‘You have a short memory,’ she said; ‘but yet if you remember we met only the other day.’

Then there was a little pause, and then Mr. Swinford said in a tone which was half rage and half contempt:

‘I thought I made my sentiments clear enough that day: but I might have known——’

‘Yes,’ said the lady, ‘I think you might have known; but I don’t blame you, Leo, your views and mine don’t agree, and never will; all the same you can take off your bulldog and make him understand that the house is free to your relations. I needn’t trouble you otherwise; of course I have come to see your mother, and I hope I know my way.’

Morris behind his pillar beheld aghast an alert shadow glide through the gloom across the hall and up the stairs. There was now so little light that she looked like a ghost, a darkness moving through the gloom, but in no other way ghostlike, quite vigorous, full of life. The man could not move; he was humiliated in his tenderest point—a relation! and to think he should have made such a mistake; but on the whole, Morris was consoled by the fact that it was a relation; relations are not always equals, they are not always friends; sometimes the people of the house would prefer to have them shut out. If it had been a lady of a county family, perhaps, or some intimate friend, it would have been different. He gradually began to raise again his drooping spirits; he was about to start away from his post of observation when his master called him briskly, having probably heard the noise of his retiring feet. Morris did not like to be caught eavesdropping; he was a functionary of a very high ideal; he allowed a moment to elapse, during which he judiciously and stealthily edged further off, and answered, as from a distance, ‘Did you call, sir?’ with the air of a man who has heard imperfectly, being so far off.
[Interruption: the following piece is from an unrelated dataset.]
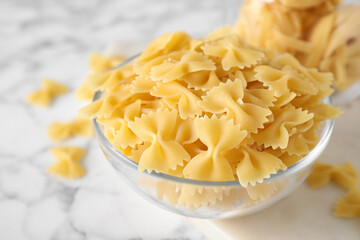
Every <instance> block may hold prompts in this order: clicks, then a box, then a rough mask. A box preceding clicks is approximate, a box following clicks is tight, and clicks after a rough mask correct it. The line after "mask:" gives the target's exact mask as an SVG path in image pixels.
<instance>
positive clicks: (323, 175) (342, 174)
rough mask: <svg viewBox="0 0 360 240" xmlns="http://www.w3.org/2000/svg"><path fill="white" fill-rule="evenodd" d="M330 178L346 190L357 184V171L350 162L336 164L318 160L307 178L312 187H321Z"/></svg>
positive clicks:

‘Come here, quick,’ said Leo impatiently. ‘Morris, I want to speak to you about that lady; you refused to let her in.’

‘I am very sorry, sir, very sorry if I made a mistake; but my lady’s orders are, after half-past five, no one, unless there’s an exception.’

‘Just so, you are quite right; but probably there will be an exception; I don’t suppose my mother knew Mrs. Brown was here; she is a very old friend. Of course you must take my mother’s orders on the matter; but I suppose an exception will be made.’

‘Of course, sir,’ said Morris politely, with a sense of giving way from his absolute right as guardian of the Swinford House; ‘if it’s your—or my lady’s wish——’

This sacrifice made the master of the house laugh, and cleared his brow for the moment; and presently he retired into the great gilded pillared room which was the library. He was not without a little pride in the grandiose decorations which had been his ancestors’ doing; but as he cast his eye round the great room, with the gilded gallery that ran round it, he thought, with a sigh, of the luxurious apartment in Paris in which he had been brought up. The one was so warm and gay, the other so glittering and cold; he believed there were a great many dummies on those huge shelves; unquestionably there were a great many worthless books; it was too big, too grand, too full of pretension to be made a home of, and everything was new and laborious and dull around him, even his own unaccustomed works of beneficence, which had been amusing at first. Had he been allowed to give up a portion of his income in order to make happy all the poor people without any trouble to himself!—but he had begun to be bored by Miss Grey and her intimate knowledge of everybody’s wants, and to cease to be amused by the curate, who was all for shutting up the public-houses, those public-houses which Leo, in the toleration of his foreign training, looked upon as the only means of necessary relaxation which the poor people possessed. There was only one thing among his new surroundings that did not cease to amuse him, and that was the little, the very little drawing-room in which of an evening he found Lady William sitting in the firelight, and where he could talk of all that was in his heart. It was, perhaps, a little later than usual, for he had been detained by various matters of business, but still it was not too late, and in a few minutes more he had put on the coat with the fur lining which had made such a sensation in Watcham, and was walking very briskly down the avenue, with the gloom deepened and the vexation lightened, wondering how much he might tell her, and whether she would remember Mrs. Brown.